For next time:  Edit the instructions to include...

Here is what I propose you may want do for lab 3:

(1)  Recompile without optimization to get a .s file.

(2)  One loop will have one fewer instruction.  Insert that
     missing instruction.

(3)  Compile the .s into an executable.  I found I had to do so on a
     P3 to get machine code which would run on either platform without
     seg faulting.  (Not sure why yet.)

(4)  When you take data, TAKE ONLY MINIMAL DATA.  In particular,
     you might just take data on the two values n=100 and n=200.
     You can get a clear slope from that.  (If you want to confirm the
     slope, you can take n=300 as well.)

Now you can focus your attention on content rather than on the
presentation data; most of the data was tangential to your main points
anyway.
We've composed a list of processors found in the lab which are Pentium III's.
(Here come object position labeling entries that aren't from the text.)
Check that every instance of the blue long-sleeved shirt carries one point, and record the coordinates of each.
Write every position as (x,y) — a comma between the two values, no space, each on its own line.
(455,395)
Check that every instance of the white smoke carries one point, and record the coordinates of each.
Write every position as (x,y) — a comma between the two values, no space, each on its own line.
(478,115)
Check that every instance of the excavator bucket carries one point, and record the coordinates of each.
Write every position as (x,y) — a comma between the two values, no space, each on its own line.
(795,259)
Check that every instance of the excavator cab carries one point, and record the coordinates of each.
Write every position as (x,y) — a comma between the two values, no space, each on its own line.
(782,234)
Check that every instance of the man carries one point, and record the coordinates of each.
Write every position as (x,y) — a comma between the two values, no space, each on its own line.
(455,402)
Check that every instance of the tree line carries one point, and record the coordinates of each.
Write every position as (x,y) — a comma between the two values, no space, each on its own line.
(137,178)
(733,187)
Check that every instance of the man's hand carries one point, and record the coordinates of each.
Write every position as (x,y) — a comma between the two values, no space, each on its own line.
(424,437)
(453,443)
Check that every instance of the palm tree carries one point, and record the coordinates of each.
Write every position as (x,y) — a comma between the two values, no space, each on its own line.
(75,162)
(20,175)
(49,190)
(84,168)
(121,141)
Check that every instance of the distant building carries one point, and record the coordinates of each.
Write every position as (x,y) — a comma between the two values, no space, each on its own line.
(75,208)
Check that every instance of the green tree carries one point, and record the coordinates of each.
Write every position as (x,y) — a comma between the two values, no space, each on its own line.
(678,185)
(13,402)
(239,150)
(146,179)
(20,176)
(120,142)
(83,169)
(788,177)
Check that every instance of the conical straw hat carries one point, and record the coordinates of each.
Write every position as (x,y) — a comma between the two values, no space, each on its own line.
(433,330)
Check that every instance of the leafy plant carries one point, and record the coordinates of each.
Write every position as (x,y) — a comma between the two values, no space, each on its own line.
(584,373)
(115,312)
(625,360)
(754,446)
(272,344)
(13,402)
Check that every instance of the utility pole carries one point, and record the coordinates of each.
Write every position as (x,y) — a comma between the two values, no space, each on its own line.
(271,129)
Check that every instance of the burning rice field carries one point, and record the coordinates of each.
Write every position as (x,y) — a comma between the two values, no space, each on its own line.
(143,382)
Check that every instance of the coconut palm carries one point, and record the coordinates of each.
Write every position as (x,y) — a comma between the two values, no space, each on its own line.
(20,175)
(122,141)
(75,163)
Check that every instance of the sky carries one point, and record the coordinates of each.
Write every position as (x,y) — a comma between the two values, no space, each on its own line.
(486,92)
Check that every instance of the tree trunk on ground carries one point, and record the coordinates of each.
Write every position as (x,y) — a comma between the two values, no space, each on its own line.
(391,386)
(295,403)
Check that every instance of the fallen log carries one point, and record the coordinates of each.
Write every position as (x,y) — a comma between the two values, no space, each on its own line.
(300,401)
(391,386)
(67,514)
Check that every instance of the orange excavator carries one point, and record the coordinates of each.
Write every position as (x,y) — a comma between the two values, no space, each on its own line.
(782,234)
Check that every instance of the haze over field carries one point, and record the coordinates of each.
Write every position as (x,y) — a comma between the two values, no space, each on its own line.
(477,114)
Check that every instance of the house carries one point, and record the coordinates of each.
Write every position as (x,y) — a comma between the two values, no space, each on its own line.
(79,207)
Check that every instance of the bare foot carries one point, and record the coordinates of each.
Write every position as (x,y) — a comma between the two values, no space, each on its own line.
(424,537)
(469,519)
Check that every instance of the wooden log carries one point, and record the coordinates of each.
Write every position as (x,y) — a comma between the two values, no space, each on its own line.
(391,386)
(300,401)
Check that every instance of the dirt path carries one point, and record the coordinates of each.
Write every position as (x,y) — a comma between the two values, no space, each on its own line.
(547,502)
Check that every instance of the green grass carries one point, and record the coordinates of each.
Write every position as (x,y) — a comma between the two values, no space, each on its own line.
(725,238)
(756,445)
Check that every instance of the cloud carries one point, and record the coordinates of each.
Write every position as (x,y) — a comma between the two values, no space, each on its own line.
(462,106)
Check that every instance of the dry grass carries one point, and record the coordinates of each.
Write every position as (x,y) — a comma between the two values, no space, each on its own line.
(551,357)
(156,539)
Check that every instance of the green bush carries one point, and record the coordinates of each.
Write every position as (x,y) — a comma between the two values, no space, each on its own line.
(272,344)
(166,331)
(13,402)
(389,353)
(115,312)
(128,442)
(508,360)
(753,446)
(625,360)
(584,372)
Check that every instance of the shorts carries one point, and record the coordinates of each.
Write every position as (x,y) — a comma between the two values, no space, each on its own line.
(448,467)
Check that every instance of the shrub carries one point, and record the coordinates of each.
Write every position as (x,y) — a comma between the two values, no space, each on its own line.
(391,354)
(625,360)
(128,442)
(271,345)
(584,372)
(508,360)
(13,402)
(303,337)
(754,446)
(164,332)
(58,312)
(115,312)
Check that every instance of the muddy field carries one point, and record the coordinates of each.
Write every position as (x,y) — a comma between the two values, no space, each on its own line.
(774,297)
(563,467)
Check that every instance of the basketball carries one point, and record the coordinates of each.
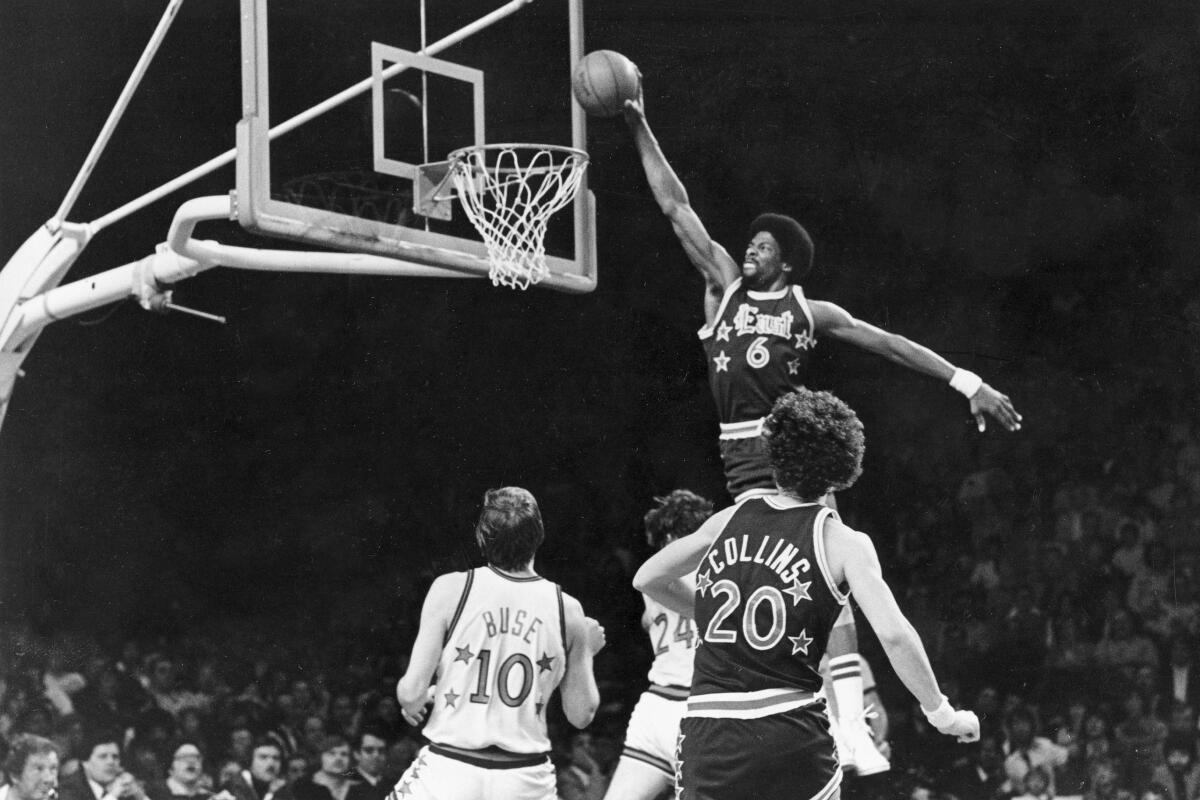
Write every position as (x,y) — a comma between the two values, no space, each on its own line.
(603,82)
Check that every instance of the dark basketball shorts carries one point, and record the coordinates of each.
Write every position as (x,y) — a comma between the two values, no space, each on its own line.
(787,756)
(747,467)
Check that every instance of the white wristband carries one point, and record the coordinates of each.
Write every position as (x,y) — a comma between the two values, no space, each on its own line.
(966,383)
(942,715)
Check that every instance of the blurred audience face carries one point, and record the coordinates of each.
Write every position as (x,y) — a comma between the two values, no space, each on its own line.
(37,722)
(341,711)
(240,741)
(40,775)
(335,761)
(228,771)
(303,693)
(162,679)
(144,762)
(265,763)
(186,765)
(371,755)
(1182,720)
(1179,761)
(400,755)
(103,764)
(313,732)
(991,753)
(298,767)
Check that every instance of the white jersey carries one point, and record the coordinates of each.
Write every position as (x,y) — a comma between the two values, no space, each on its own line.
(504,655)
(675,641)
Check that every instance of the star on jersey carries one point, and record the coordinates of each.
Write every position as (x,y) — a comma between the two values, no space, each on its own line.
(801,643)
(798,591)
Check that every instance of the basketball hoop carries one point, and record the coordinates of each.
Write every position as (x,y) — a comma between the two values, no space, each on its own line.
(509,192)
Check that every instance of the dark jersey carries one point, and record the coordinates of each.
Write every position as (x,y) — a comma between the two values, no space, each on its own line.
(757,348)
(765,601)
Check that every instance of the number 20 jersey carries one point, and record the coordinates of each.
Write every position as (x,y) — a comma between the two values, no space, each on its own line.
(765,601)
(757,348)
(503,657)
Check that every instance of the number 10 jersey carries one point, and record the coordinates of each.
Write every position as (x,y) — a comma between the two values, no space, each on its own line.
(504,655)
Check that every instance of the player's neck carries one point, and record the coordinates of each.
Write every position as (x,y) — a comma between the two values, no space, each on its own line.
(523,572)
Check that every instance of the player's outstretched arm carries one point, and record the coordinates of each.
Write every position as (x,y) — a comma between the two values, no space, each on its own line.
(852,557)
(585,638)
(712,259)
(665,577)
(837,323)
(413,690)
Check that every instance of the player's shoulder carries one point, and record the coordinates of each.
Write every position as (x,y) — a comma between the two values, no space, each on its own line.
(449,584)
(841,541)
(827,314)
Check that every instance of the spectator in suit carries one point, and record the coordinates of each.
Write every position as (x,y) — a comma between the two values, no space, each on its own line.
(983,776)
(31,768)
(1181,678)
(1026,750)
(1139,738)
(262,781)
(101,776)
(1180,776)
(1181,719)
(370,757)
(184,776)
(331,781)
(1122,649)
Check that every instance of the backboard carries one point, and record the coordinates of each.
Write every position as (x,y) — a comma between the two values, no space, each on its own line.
(413,82)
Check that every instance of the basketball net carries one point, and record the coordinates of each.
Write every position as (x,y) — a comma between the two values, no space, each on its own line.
(509,192)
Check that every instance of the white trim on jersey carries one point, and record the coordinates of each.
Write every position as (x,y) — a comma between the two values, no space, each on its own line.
(749,494)
(748,705)
(745,429)
(822,561)
(828,789)
(808,312)
(707,330)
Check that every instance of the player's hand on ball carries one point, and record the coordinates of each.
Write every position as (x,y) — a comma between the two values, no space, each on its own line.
(594,635)
(988,402)
(635,109)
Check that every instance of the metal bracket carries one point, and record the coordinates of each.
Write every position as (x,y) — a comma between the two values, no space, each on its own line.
(432,190)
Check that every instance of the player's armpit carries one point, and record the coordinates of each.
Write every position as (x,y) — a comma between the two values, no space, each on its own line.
(663,575)
(581,697)
(412,691)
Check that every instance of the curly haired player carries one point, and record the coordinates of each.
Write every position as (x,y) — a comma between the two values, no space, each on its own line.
(760,330)
(772,576)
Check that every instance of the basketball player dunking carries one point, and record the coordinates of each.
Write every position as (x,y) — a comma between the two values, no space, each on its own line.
(647,765)
(501,639)
(773,576)
(759,332)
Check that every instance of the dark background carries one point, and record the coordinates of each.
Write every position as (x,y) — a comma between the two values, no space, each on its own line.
(1012,184)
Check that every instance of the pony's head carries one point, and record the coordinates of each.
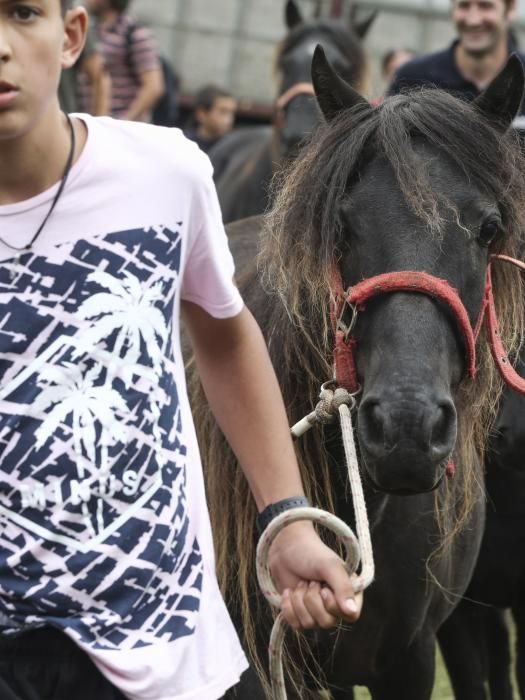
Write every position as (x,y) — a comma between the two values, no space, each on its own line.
(423,183)
(297,113)
(507,442)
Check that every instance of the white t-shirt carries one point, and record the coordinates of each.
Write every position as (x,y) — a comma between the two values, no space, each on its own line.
(104,529)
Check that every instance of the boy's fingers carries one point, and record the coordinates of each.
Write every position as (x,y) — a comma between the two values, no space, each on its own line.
(315,604)
(288,611)
(302,613)
(341,599)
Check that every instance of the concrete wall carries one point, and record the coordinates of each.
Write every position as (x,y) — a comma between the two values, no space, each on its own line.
(232,42)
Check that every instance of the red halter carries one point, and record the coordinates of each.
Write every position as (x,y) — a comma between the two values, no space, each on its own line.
(345,373)
(422,283)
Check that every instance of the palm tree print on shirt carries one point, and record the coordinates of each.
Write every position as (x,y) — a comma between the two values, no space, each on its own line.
(71,391)
(129,309)
(88,395)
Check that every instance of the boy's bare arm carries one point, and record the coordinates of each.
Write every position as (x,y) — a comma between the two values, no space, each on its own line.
(243,393)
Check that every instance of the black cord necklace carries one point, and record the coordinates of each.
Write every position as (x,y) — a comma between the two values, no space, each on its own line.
(67,170)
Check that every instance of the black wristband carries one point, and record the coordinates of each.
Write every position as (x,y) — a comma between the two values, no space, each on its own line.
(274,509)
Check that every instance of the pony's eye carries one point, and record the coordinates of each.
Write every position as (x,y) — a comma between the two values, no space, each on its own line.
(488,230)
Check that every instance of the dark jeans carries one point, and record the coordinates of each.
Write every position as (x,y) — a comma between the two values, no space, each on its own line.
(44,664)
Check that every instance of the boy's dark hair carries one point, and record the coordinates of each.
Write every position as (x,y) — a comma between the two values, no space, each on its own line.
(206,96)
(119,5)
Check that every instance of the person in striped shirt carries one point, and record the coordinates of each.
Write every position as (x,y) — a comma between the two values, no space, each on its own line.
(131,59)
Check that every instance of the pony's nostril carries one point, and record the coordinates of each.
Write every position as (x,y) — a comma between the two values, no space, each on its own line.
(372,424)
(443,429)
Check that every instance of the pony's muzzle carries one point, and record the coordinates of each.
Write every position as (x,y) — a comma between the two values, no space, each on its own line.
(405,444)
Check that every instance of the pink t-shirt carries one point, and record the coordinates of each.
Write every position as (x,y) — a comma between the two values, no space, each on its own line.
(104,528)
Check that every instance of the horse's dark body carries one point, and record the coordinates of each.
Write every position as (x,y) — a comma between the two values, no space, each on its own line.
(416,406)
(475,639)
(245,160)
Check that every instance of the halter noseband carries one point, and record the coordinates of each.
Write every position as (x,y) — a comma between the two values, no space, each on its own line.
(355,297)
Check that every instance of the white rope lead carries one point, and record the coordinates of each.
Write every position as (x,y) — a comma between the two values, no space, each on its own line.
(331,404)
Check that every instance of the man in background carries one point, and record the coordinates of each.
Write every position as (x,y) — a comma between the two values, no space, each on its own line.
(131,59)
(214,114)
(472,61)
(392,60)
(90,66)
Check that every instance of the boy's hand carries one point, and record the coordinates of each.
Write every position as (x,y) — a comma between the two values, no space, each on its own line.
(316,589)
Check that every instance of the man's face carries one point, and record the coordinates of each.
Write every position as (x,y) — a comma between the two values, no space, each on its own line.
(32,53)
(481,24)
(218,121)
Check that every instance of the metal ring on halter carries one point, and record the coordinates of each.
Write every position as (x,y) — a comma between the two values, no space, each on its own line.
(333,523)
You guys are usually working on Pentium 4's. In any case, be sure to double-check by looking at /proc/cpuinfo

Introduction

The goal of this lab is to see how the performance of an advanced pipelined architecture can be empirically measured, using the processor's cycle counter, and in particular to see the performance interaction between different hardware approaches to control hazards and different software approaches to jumping. As usual, I expect most of you to work in pairs.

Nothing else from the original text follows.